In the last of what he describes as a trilogy of memoirs, McIvor (In the Old Chief’s Country: My Life in Zimbabwe and Other Places, 2012, etc.) documents six years of his life in several countries where he has worked for Save the Children.
Here, the Scottish author chronicles his travels to Morocco, Haiti, and Cuba. McIvor pays less attention to his job than to his adventures in these foreign countries, where some of the observations he makes are deeper than those of the typical tourist—and others not. In Morocco, he felt oppressed by the constant presence of other people. In one of the few comic anecdotes in the book, he describes finding a pleasant, deserted beach to make his own only to realize that it was abandoned because it’s regularly patrolled by thieves, who efficiently stripped him of his valuables and then laughed at him when he refused to take their flip-flops to replace his athletic shoes on the long, rock-strewn journey back to his car. In Haiti, he was depressed by the overwhelming poverty and the environmental horrors caused by deforestation. In Cuba, he visited schools and talked with students, was the only tourist at a museum devoted to the invasion of the Bay of Pigs, and tried unsuccessfully to visit the U.S. base at Guantánamo.
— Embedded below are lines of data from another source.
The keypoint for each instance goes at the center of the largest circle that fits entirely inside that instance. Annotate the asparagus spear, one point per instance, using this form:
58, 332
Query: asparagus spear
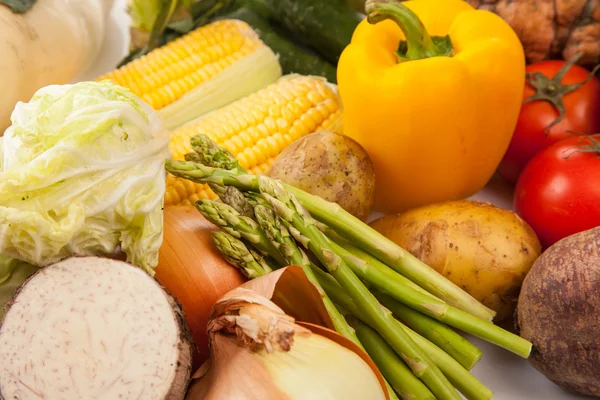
462, 379
288, 209
281, 239
388, 282
237, 254
351, 228
451, 342
252, 265
238, 226
391, 365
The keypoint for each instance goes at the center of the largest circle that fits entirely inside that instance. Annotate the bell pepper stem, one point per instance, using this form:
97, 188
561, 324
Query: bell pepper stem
418, 44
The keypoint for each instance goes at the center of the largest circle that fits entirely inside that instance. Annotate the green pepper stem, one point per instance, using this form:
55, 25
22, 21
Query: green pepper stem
418, 44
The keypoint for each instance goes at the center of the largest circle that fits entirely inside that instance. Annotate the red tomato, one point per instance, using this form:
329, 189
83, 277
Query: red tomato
558, 193
582, 115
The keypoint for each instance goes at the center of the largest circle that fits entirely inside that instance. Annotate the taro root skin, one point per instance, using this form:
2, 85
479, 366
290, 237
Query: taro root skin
93, 328
552, 29
559, 312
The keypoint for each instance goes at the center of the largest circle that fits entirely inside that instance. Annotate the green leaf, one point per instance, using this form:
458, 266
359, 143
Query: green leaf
19, 6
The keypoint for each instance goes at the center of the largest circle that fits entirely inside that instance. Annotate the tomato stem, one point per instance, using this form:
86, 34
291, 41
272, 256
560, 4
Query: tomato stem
552, 90
593, 147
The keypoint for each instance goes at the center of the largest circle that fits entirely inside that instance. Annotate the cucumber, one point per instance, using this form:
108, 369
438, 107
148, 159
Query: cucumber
325, 25
293, 59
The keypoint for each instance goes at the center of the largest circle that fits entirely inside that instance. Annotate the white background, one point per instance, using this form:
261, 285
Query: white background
507, 375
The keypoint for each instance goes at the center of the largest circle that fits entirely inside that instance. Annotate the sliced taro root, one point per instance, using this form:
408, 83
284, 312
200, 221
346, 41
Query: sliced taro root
93, 328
As a travel guide, the book is most valuable when it describes places most tourists wouldn’t get to see or evokes the tedium of living for long periods in a location that at first seems exotic. As a memoir, it’s oddly impersonal. The author gives little sense of the motivation behind his choices, and the transitions between one place and another are left undescribed. Attempts to re-create dialogue fall flat.
While the memoir could use more literary flair, McIvor’s unique perspective as a cleareyed aid worker has value.